Maybe that’s why she loved to fly kites—the loft, the drift, the glide. Easy and soft focused. She’d fallen in love at five years old, when Mike first put a kite into her hands.
“I wanted to go to Japan and study kitemaking and I did it. That was my choice. I wasn’t trying to please anyone.”
“Weren’t you?”
“No.”
“I was the one who encouraged you to go. You didn’t want to leave home. You weren’t going to go. Remember?”
Gia stroked her chin, recalling the conversation she’d had with Mike after kite master Mikio Tetsuya picked Gia and her award-winning design in art school as being worthy of his mentorship.
Grammy had wanted her to come home to Moonglow Cove after college, especially since Maddie and Shelley had left.
But Mike urged her to go to Japan, promising that he and Darynda would look after Grammy. She’d been like a fledging bird, too comfortable in the nest to attempt flying. It was only when Mike said she was letting fear run her that Gia had packed her bags.
“I wanted to go,” she insisted.
“But did you go to please me or yourself?”
“Maybe a little of both.”
“Fair enough. I have another question.”
“Okay.”
“Why does everyone get their way except you? Why are your family’s wants and needs more important than your own?”
“They’re not.”
“Then why don’t you speak up? Make your wants and needs known?”
“I want to connect with people.”
“Is that true? Or is it that you don’t want anyone to get angry with you?”
“That too,” she admitted, ducking her head so he couldn’t see her eyes.
“And you believe that if you stopped sacrificing your wants and needs for them they wouldn’t love you anymore?”
Yes. “Well,” she said. “It sounds silly when you put it like that.”
“That’s because it is silly, Gia. Being connected to people is good. But living for other people is not. That’s why I came to get you today. Sitting by your grandmother’s side for eight hours a day won’t change the outcome. It’s as if you believe sacrificing your health and well-being will save her.”
“Maybe it will.”
“Gia . . .” The look in his eyes was so tender, his voice so light, but his words shot through her sharp as an arrow. “You simply don’t have that much power.”
“I know.”
Mike moved the remaining kites off the sofa, stacked them on the floor, and plunked down beside her. He took her hand and his skin felt so warm.

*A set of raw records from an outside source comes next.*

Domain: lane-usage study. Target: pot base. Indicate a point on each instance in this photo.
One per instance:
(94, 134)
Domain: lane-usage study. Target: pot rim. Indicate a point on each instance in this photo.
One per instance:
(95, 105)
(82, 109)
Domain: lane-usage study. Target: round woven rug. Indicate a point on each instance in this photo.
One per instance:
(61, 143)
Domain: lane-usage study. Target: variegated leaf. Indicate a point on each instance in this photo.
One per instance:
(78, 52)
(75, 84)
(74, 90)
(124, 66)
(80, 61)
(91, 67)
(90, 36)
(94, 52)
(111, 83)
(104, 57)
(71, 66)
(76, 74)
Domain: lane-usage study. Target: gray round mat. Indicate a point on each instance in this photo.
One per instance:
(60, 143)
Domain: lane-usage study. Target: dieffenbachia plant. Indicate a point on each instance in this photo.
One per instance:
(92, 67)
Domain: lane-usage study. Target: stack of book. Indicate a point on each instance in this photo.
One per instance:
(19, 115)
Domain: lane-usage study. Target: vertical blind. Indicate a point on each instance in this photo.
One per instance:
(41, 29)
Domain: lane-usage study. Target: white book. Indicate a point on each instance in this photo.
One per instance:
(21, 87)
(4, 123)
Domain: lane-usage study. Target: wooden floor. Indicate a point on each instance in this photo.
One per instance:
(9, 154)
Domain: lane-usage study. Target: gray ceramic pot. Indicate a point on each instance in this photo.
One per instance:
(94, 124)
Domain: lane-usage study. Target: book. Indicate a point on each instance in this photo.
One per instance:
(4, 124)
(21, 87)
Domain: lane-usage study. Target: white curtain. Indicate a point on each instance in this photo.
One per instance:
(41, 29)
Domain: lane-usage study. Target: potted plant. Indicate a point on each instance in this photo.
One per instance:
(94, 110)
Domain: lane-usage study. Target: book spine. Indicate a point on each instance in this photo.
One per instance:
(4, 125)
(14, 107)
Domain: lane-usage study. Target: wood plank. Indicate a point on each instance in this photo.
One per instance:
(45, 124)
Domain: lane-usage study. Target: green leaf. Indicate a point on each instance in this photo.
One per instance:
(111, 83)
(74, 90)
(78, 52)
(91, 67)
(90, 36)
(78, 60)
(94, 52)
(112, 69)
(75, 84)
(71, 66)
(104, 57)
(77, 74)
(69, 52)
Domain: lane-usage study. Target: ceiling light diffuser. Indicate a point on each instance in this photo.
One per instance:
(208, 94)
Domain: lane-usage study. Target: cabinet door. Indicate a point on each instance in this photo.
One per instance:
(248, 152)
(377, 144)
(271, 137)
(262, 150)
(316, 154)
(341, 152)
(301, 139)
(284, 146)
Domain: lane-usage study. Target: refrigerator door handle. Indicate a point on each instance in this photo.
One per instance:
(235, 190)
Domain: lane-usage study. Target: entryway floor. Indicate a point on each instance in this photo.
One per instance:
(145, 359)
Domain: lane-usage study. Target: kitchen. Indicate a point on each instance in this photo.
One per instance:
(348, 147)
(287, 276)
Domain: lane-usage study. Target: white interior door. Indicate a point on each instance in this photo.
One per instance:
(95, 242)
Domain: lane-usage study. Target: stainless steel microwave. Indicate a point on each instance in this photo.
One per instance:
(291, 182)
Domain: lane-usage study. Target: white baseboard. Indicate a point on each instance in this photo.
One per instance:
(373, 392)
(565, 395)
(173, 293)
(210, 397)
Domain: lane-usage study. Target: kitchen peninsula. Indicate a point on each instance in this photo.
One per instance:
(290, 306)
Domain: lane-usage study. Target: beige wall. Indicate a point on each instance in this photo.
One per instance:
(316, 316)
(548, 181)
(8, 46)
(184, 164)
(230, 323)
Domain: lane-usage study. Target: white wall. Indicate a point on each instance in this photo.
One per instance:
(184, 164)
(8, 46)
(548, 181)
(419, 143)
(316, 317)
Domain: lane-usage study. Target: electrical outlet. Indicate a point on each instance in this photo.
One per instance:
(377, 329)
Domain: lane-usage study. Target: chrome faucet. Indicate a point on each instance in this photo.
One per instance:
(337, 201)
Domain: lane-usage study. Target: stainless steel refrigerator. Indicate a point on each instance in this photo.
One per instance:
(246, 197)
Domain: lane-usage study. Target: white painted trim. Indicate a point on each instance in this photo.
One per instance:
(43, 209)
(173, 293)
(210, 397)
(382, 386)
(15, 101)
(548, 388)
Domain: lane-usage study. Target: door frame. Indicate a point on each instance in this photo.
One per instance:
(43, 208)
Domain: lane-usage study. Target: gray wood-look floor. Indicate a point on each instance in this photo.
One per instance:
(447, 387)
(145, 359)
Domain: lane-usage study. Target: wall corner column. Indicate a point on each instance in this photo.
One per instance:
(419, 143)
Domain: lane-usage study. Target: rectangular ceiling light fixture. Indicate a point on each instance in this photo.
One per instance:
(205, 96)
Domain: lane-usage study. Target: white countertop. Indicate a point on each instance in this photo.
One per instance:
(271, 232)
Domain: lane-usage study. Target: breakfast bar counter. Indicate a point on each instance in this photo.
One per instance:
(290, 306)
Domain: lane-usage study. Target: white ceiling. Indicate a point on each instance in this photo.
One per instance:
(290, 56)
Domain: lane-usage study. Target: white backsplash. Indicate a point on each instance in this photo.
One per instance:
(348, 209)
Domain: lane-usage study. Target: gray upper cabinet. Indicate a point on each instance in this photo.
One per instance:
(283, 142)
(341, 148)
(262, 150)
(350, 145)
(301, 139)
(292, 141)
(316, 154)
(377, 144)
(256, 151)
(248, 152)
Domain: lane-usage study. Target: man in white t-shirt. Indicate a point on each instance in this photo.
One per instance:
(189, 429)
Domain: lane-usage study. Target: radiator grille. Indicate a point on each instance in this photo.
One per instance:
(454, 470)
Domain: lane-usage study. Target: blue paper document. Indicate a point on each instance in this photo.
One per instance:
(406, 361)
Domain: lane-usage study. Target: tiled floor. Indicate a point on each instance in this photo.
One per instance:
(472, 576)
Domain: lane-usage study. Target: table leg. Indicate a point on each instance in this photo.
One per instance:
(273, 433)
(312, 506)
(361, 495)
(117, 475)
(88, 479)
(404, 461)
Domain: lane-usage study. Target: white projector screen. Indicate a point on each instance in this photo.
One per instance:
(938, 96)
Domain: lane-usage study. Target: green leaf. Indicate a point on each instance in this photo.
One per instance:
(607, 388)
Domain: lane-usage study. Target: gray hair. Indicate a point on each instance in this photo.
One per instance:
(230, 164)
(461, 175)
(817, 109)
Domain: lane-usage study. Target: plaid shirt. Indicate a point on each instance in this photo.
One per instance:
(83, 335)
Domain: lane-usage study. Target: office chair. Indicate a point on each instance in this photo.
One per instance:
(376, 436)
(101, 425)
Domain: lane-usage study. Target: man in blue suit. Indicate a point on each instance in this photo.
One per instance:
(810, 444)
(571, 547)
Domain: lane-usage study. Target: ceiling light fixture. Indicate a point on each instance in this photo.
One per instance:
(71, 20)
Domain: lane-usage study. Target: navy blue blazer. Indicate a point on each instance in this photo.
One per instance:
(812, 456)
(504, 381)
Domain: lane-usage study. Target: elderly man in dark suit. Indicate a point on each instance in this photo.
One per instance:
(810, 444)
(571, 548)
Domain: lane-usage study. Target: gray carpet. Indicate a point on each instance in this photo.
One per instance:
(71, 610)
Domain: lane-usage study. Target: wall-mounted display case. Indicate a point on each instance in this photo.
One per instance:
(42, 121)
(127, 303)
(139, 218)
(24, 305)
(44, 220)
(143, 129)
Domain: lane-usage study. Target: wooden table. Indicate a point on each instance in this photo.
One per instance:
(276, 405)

“Do you”—he tapped his knuckles against her chest just above her heart—“want to make those kites for Pippa? Don’t think. Just feel. What does your heart say?”
“Yes,” she said. “I want to make the kites. But I also need to finish the quilt and help my grandmother heal and mend my relationship with my sisters. That’s three things I must do weighing against the one thing I want to do.”
“Why can’t you just tell your sisters what you want?”
“We’re supposed to be getting married,” she said. “They’ll want to know why I’m catering to Pippa’s wedding and not my own.”
“You can tell them the truth. Or tell them it’s none of their business.”